Self-Modifying Electronics Technology
The aim of this technology is to allow integrated circuits to change themselves to serve different purposes or gain new capabilities. For example, integrated circuits in mobile phones are fixed at the time of manufacture and cannot change. Although they have high computing power, their function remains the same. The goal is for integrated circuits in your devices to adapt to your immediate needs—enhancing image processing when taking a photo, boosting web rendering while browsing, or improving compression/decompression when making video calls. This would make electronics updateable and flexible, just like software.

Predictions

In IT, there has always been a kind of “sine wave” in how technologies are applied—periodic shifts between server-heavy and client/terminal-heavy computing.

  • 1970s–1980s: simple terminals + relatively powerful servers.
  • 1980s–1990s: powerful personal computers, weaker servers.
  • 1990s–2000s: rise of the Internet → lightweight PCs + powerful servers.
  • 2000s–2010s: again powerful terminals (tablets, phones), weaker servers.
  • 2010s–2020s: clearly strong servers (think of web services) + lightweight terminals.

The root of this cycle is that technological advances become economically feasible at different times on different platforms. New tech appears first on servers (less cost-sensitive), then migrates to clients when costs fall. But the emerging technologies mentioned earlier will create alternatives beyond the classic client–server model.
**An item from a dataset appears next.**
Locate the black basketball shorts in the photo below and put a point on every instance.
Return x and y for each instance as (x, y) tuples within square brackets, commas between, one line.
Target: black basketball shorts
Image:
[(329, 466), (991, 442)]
Expected Developments Over the Next 30 Years

  • The classic client/server architecture will fade, replaced by a server–intermediary–client architecture.
  • Servers will increasingly use quantum accelerators, GPU accelerators, and FPGA-based parallel computing machines.
  • Thus, servers will mostly be used for tasks requiring heavy computation, not for everything. For example, game graphics and physics engines will run on servers, while terminals will only handle the user interface via high-speed internet.
  • Smart communication units (“intermediaries”) will emerge between servers and clients.
  • Intermediaries will use low-power RF to communicate with clients, and high-speed links to connect to servers.
  • Services that are uneconomical to host centrally will be distributed via intermediaries. For instance, large-scale websites will be stored and delivered through distributed intermediaries rather than central servers.
  • Net Neutrality will continue, but distributed websites will be hosted securely via blockchains on intermediaries.
  • Intermediaries will handle data communication, processing, and hosting.
  • These intermediary services will be offered directly by telecom companies as subscription-based access, replacing simple “internet access” with “access to the intermediary network.”
  • Clients (devices) will become lighter, shifting most storage and computation to intermediaries and servers.
  • On the client side, thanks to low-power communication and increased bioelectronic integration, devices will become much closer to humans and begin to offer services not yet possible.
    • For example, when you want directions, a transparent map will appear right in front of your eyes.
    • When you feel hungry, you’ll be given suggestions.
    • Security apps will analyze, via servers, whether the person in front of you is lying.
  • Clients will never need charging; they’ll only be replaced when broken, as all energy will be harvested from the environment.